To remove a PATH from a PATH environment variable, you need to edit ~/.bashrc or ~/.bash_profile or /etc/profile or ~/.profile or /etc/bash.bashrc (distro specific) file and remove the assignment for that particular path.

Instead of finding the exact assignment, you could just do a replacement in the $PATH in its final stage.

The following will safely remove $path from $PATH:

path=~/bin
PATH="$(echo "$PATH" |sed -e "s#\\(^\\|:\\)$(echo "$path" |sed -e 's/[^^]/[&]/g' -e 's/\\^/\\\\^/g')\\(:\\|/\\{0,1\\}$\\)#\\1\\2#" -e 's#:\\+#:#g' -e 's#^:\\|:$##g')"

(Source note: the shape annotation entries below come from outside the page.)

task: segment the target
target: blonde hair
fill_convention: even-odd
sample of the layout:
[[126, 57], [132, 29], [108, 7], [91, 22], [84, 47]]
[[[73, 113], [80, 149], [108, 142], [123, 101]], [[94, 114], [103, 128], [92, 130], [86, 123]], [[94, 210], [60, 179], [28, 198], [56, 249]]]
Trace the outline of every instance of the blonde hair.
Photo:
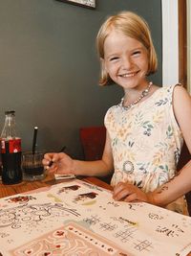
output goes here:
[[[96, 36], [96, 48], [99, 58], [104, 59], [104, 42], [114, 29], [142, 43], [147, 49], [149, 58], [147, 76], [155, 73], [158, 68], [158, 58], [153, 45], [149, 26], [142, 17], [132, 12], [121, 12], [117, 15], [110, 16], [102, 24]], [[99, 84], [107, 85], [111, 83], [113, 83], [113, 81], [101, 62]]]

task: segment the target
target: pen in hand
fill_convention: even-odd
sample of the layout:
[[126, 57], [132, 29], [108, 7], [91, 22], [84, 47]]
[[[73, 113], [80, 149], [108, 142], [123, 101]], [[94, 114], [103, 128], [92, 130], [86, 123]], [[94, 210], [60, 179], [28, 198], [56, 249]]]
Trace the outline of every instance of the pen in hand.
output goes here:
[[[65, 150], [66, 150], [66, 146], [64, 146], [58, 152], [64, 152]], [[49, 167], [52, 167], [53, 164], [53, 161], [51, 160], [48, 166], [49, 166]]]

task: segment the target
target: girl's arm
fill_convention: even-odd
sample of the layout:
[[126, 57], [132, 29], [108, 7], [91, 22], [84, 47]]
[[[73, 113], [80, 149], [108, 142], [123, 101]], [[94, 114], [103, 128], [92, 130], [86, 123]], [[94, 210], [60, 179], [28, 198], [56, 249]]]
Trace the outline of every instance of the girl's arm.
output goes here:
[[[191, 152], [191, 98], [181, 86], [176, 86], [173, 95], [175, 117], [183, 134], [185, 144]], [[165, 206], [191, 191], [191, 160], [173, 179], [154, 192], [145, 194], [138, 187], [119, 182], [114, 188], [114, 198], [125, 201], [146, 201], [159, 206]]]
[[148, 193], [145, 201], [165, 206], [191, 191], [191, 160], [179, 172], [178, 175], [154, 192]]
[[[50, 167], [50, 163], [53, 165]], [[53, 174], [74, 174], [75, 175], [104, 176], [113, 172], [113, 156], [110, 137], [106, 133], [105, 148], [101, 160], [81, 161], [71, 158], [68, 154], [47, 153], [43, 164]]]
[[[191, 152], [191, 97], [182, 86], [176, 86], [173, 95], [175, 117], [182, 132], [185, 144]], [[172, 180], [150, 193], [154, 204], [166, 205], [191, 191], [191, 160]]]

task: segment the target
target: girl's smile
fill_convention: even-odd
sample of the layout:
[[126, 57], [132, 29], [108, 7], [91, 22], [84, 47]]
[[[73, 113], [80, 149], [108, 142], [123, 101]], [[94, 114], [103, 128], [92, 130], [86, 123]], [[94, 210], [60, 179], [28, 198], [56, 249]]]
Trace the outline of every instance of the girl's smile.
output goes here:
[[102, 61], [110, 78], [125, 90], [147, 86], [148, 54], [138, 40], [114, 30], [105, 39]]

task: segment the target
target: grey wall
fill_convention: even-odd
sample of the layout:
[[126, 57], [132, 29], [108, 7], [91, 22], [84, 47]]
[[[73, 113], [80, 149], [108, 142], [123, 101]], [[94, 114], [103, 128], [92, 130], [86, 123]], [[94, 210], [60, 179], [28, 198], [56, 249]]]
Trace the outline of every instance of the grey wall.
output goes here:
[[78, 128], [103, 124], [118, 103], [117, 85], [97, 85], [99, 63], [95, 38], [108, 14], [130, 10], [149, 23], [161, 83], [160, 0], [96, 0], [88, 10], [55, 0], [0, 0], [0, 128], [4, 111], [16, 111], [23, 151], [31, 150], [39, 128], [38, 148], [63, 145], [81, 157]]

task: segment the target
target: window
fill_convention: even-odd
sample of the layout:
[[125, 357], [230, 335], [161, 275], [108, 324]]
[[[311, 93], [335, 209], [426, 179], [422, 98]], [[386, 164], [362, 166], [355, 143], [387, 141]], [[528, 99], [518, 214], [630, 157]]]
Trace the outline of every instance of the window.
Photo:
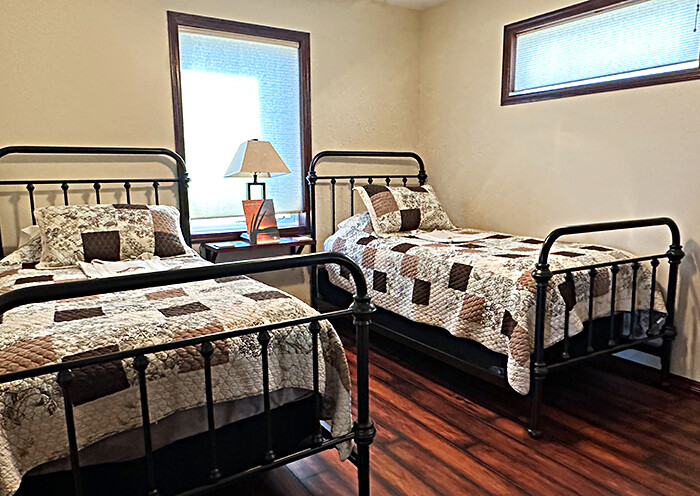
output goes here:
[[698, 0], [590, 0], [504, 30], [501, 104], [700, 78]]
[[285, 234], [308, 232], [309, 35], [168, 12], [175, 146], [190, 176], [192, 233], [245, 230], [252, 178], [224, 178], [238, 146], [270, 141], [291, 171], [264, 179]]

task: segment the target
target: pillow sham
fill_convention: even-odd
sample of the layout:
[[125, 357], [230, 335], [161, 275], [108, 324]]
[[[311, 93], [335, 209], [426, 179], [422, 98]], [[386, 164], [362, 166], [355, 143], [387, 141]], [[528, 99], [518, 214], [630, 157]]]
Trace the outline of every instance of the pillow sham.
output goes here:
[[40, 267], [128, 260], [142, 254], [186, 253], [180, 213], [168, 205], [66, 205], [35, 211], [41, 232]]
[[372, 230], [372, 219], [369, 212], [360, 212], [352, 217], [348, 217], [344, 221], [338, 223], [338, 230], [349, 231], [356, 229], [358, 231]]
[[362, 198], [374, 231], [381, 235], [422, 229], [454, 229], [432, 186], [382, 186], [353, 188]]
[[0, 260], [0, 265], [35, 264], [41, 258], [41, 234], [38, 232], [19, 248]]

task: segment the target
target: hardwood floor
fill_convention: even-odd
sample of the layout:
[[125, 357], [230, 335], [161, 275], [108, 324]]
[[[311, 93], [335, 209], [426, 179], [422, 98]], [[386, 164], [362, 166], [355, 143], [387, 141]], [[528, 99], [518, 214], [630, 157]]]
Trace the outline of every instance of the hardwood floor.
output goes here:
[[[373, 495], [700, 494], [698, 394], [577, 368], [552, 377], [535, 441], [524, 398], [410, 352], [370, 363]], [[332, 451], [220, 495], [354, 495], [355, 479]]]

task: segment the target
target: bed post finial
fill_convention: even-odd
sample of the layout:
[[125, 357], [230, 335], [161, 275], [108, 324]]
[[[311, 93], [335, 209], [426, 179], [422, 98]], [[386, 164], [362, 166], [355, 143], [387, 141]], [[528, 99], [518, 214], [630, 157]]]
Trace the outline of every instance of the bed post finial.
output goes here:
[[[546, 257], [545, 257], [546, 258]], [[546, 262], [538, 263], [532, 271], [532, 278], [537, 284], [537, 305], [535, 307], [535, 361], [530, 371], [530, 426], [528, 433], [534, 439], [542, 437], [540, 428], [540, 412], [542, 410], [542, 395], [544, 380], [547, 377], [547, 364], [544, 361], [544, 323], [547, 311], [547, 286], [552, 279], [552, 271]]]
[[671, 385], [669, 376], [671, 375], [671, 349], [673, 341], [678, 335], [675, 324], [676, 315], [676, 292], [678, 290], [678, 267], [685, 256], [683, 247], [680, 244], [672, 243], [668, 251], [668, 286], [666, 290], [666, 321], [662, 328], [663, 344], [661, 346], [661, 387], [667, 388]]

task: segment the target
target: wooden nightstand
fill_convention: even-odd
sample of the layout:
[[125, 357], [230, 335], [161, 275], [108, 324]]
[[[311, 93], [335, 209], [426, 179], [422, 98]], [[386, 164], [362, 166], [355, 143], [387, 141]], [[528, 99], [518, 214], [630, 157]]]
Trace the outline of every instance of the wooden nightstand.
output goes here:
[[305, 246], [312, 245], [314, 242], [314, 239], [308, 236], [284, 237], [280, 238], [277, 243], [264, 243], [259, 245], [251, 245], [248, 241], [238, 239], [236, 241], [222, 241], [219, 243], [202, 243], [200, 251], [206, 260], [216, 263], [216, 258], [219, 256], [219, 253], [274, 248], [277, 246], [289, 248], [290, 255], [298, 255]]

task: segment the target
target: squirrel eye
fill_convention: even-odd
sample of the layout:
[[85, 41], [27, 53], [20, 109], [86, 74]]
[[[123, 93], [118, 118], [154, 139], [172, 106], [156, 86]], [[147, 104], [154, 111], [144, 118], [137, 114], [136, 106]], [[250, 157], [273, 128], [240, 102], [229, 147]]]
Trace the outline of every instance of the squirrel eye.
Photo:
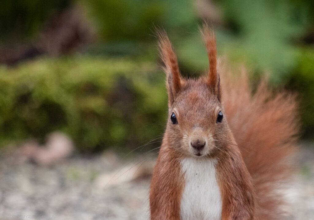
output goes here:
[[172, 112], [172, 114], [171, 115], [171, 116], [170, 117], [170, 120], [171, 120], [171, 123], [172, 123], [173, 125], [178, 123], [178, 121], [176, 120], [176, 114], [173, 112]]
[[224, 116], [220, 111], [218, 113], [218, 116], [217, 116], [217, 120], [216, 121], [216, 123], [221, 123], [222, 121], [222, 119], [224, 117]]

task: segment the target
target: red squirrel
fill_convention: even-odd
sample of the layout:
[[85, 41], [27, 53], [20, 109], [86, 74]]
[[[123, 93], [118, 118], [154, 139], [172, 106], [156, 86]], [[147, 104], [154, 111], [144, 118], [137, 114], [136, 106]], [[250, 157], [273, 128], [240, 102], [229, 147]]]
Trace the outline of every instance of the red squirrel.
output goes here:
[[151, 219], [281, 219], [278, 187], [291, 172], [298, 132], [295, 96], [274, 95], [266, 80], [252, 95], [245, 71], [236, 78], [218, 69], [211, 29], [204, 24], [201, 32], [210, 65], [197, 79], [181, 76], [170, 41], [159, 35], [169, 119], [151, 183]]

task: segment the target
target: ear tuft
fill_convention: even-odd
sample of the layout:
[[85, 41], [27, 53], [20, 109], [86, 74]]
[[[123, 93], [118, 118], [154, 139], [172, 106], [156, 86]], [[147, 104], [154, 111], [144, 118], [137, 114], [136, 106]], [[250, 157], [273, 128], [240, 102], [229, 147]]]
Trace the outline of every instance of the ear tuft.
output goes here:
[[172, 104], [181, 87], [178, 60], [165, 31], [159, 30], [157, 32], [159, 39], [158, 45], [160, 57], [165, 65], [164, 71], [167, 75], [169, 104]]
[[218, 97], [220, 97], [219, 91], [220, 80], [217, 72], [217, 50], [216, 48], [216, 37], [213, 30], [210, 28], [207, 23], [204, 22], [200, 31], [206, 46], [206, 50], [209, 61], [209, 70], [207, 83], [214, 88]]

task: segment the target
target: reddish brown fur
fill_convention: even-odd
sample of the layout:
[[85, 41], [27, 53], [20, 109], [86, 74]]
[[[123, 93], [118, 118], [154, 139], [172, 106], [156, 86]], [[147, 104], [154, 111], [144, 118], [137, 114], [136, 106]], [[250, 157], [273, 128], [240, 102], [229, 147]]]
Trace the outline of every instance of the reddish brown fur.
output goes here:
[[209, 61], [209, 71], [208, 78], [208, 85], [214, 88], [216, 93], [219, 92], [219, 76], [217, 73], [217, 50], [216, 37], [214, 32], [205, 23], [203, 28], [200, 29], [201, 33], [205, 45]]
[[165, 32], [160, 31], [159, 36], [159, 49], [160, 56], [165, 64], [164, 70], [167, 74], [168, 83], [166, 83], [170, 93], [169, 101], [173, 102], [175, 94], [180, 90], [181, 79], [176, 55], [173, 51], [171, 43]]
[[284, 92], [274, 95], [266, 80], [252, 95], [245, 70], [236, 77], [224, 69], [222, 99], [253, 179], [257, 215], [260, 219], [281, 219], [284, 201], [278, 187], [291, 174], [299, 131], [295, 96]]
[[[215, 41], [206, 27], [202, 35], [207, 42], [211, 69], [214, 68], [208, 77], [197, 80], [181, 78], [170, 42], [165, 34], [161, 37], [169, 115], [175, 112], [179, 122], [167, 122], [151, 185], [151, 218], [180, 219], [184, 185], [180, 161], [192, 156], [187, 140], [196, 126], [198, 133], [213, 138], [208, 139], [204, 156], [218, 160], [222, 219], [279, 219], [283, 202], [276, 186], [290, 173], [287, 160], [292, 154], [298, 131], [294, 97], [284, 92], [273, 95], [265, 81], [252, 95], [246, 73], [235, 80], [225, 68], [221, 71], [222, 103]], [[225, 117], [217, 124], [219, 110]]]

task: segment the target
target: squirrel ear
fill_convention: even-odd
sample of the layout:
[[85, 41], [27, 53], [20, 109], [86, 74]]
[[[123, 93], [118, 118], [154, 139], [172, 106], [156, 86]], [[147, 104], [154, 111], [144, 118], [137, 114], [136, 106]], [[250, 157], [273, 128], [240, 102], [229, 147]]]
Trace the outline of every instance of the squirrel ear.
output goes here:
[[220, 101], [220, 77], [217, 71], [217, 50], [216, 37], [214, 31], [210, 29], [208, 25], [204, 22], [200, 31], [205, 45], [209, 61], [209, 70], [207, 83], [217, 94]]
[[164, 31], [158, 31], [160, 57], [165, 65], [164, 71], [167, 76], [166, 85], [168, 91], [168, 103], [171, 106], [181, 89], [182, 80], [180, 75], [176, 55]]

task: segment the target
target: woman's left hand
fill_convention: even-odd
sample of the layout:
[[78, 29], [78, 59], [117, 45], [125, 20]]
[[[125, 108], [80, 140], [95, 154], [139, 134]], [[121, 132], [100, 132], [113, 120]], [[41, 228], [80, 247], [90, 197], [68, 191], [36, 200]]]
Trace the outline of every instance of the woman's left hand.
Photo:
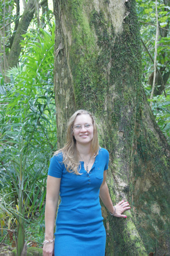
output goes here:
[[[125, 202], [125, 200], [120, 201], [118, 204], [114, 206], [116, 208], [116, 211], [114, 215], [114, 216], [118, 218], [127, 218], [126, 215], [124, 215], [122, 214], [127, 210], [129, 210], [131, 207], [129, 206], [129, 203], [128, 202]], [[115, 211], [115, 208], [113, 207], [113, 212], [111, 212], [112, 214], [113, 214]]]

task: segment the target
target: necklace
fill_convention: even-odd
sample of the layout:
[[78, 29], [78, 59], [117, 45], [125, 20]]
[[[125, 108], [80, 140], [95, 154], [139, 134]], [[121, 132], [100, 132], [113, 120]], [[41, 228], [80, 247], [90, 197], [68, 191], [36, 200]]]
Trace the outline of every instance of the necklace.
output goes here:
[[86, 164], [86, 169], [86, 169], [86, 171], [87, 172], [87, 173], [88, 173], [88, 165], [89, 162], [89, 161], [90, 161], [90, 158], [91, 158], [91, 156], [90, 156], [90, 157], [89, 160], [88, 160], [88, 163], [86, 163], [86, 162], [85, 162], [85, 161], [84, 161], [84, 160], [83, 159], [83, 157], [82, 157], [82, 156], [80, 156], [80, 157], [82, 158], [82, 160], [83, 161], [83, 162], [85, 162], [85, 163]]

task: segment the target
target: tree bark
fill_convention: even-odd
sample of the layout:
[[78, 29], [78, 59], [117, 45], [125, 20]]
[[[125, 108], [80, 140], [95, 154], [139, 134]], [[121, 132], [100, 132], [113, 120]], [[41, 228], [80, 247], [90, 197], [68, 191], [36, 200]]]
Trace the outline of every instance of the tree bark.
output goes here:
[[113, 202], [125, 199], [132, 205], [122, 219], [102, 205], [106, 255], [168, 255], [169, 148], [142, 87], [135, 1], [54, 4], [58, 147], [73, 112], [92, 112], [100, 145], [110, 153], [107, 184]]

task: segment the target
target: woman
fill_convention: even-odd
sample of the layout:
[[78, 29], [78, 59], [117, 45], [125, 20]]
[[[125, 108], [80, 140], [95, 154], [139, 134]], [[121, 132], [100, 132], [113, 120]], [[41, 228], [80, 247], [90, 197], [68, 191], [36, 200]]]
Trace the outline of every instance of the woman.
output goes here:
[[106, 183], [108, 162], [108, 151], [99, 146], [94, 118], [85, 110], [77, 111], [68, 123], [66, 145], [50, 163], [43, 256], [104, 256], [106, 231], [99, 196], [115, 217], [127, 218], [122, 214], [130, 208], [124, 200], [113, 206]]

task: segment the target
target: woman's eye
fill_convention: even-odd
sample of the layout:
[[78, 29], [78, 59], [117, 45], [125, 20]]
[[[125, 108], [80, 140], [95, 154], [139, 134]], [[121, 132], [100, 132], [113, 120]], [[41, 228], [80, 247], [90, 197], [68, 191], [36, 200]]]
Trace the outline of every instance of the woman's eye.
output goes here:
[[84, 126], [86, 128], [89, 128], [91, 126], [89, 123], [86, 123]]

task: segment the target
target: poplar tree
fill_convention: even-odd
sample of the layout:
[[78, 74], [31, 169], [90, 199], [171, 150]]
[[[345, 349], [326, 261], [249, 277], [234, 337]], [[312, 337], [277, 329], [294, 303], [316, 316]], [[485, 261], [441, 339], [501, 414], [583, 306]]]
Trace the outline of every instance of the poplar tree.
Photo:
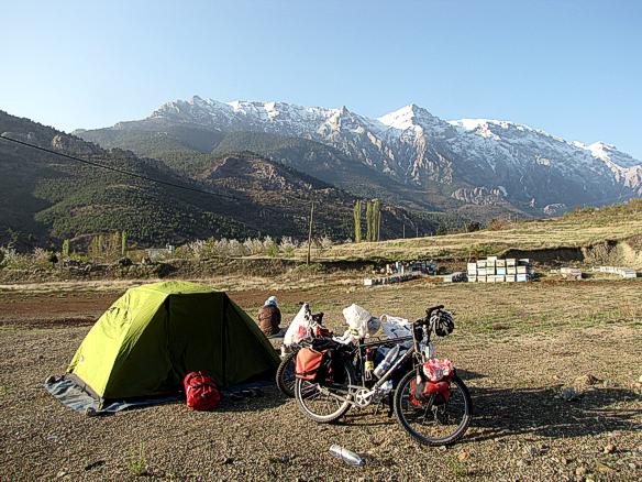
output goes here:
[[373, 204], [366, 201], [366, 241], [373, 240]]
[[373, 241], [379, 241], [379, 227], [381, 224], [381, 202], [373, 200]]
[[126, 231], [121, 232], [121, 256], [128, 255], [128, 233]]
[[361, 243], [361, 199], [354, 204], [354, 242]]

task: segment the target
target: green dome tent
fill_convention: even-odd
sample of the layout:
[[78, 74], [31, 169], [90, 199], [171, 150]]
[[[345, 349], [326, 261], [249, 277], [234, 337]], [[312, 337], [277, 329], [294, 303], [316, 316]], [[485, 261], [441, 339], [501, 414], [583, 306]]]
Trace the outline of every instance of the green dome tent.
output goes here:
[[165, 282], [119, 298], [87, 333], [65, 377], [107, 401], [176, 393], [199, 370], [226, 387], [278, 363], [254, 320], [225, 293]]

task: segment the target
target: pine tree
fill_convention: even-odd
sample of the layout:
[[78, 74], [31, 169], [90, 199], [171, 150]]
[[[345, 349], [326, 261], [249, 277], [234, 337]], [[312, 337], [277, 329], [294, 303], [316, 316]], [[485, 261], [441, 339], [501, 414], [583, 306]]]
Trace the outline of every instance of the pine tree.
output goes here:
[[361, 200], [354, 204], [354, 242], [361, 243]]

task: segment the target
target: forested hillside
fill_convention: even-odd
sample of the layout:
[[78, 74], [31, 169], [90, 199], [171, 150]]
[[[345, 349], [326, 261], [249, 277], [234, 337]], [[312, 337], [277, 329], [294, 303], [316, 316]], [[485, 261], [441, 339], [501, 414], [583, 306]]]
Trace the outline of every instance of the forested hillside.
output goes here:
[[[353, 195], [253, 153], [203, 154], [220, 143], [211, 132], [190, 130], [179, 139], [131, 133], [139, 151], [146, 143], [145, 154], [163, 161], [104, 150], [5, 112], [0, 112], [0, 134], [207, 191], [156, 184], [0, 140], [0, 243], [59, 243], [117, 230], [140, 245], [210, 237], [302, 239], [312, 201], [316, 235], [353, 237]], [[424, 233], [434, 232], [440, 222], [457, 222], [386, 205], [381, 217], [383, 238], [399, 237], [403, 224]]]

To make it permanent, you will need to add it at the end of your bash configuration file.


You can do it in a functional way:

rpath(){
    for path in "$@";do
        PATH="$(echo "$PATH" |sed -e "s#\\(^\\|:\\)$(echo "$path" |sed -e 's/[^^]/[&]/g' -e 's/\\^/\\\\^/g')\\(:\\|/\\{0,1\\}$\\)#\\1\\2#" -e 's#:\\+#:#g' -e 's#^:\\|:$##g')"
    done
    echo "$PATH"
}

PATH="$(rpath ~/bin /usr/local/sbin /usr/local/bin)"
PATH="$(rpath /usr/games)"
# etc ...

This will make it easier to handle multiple paths.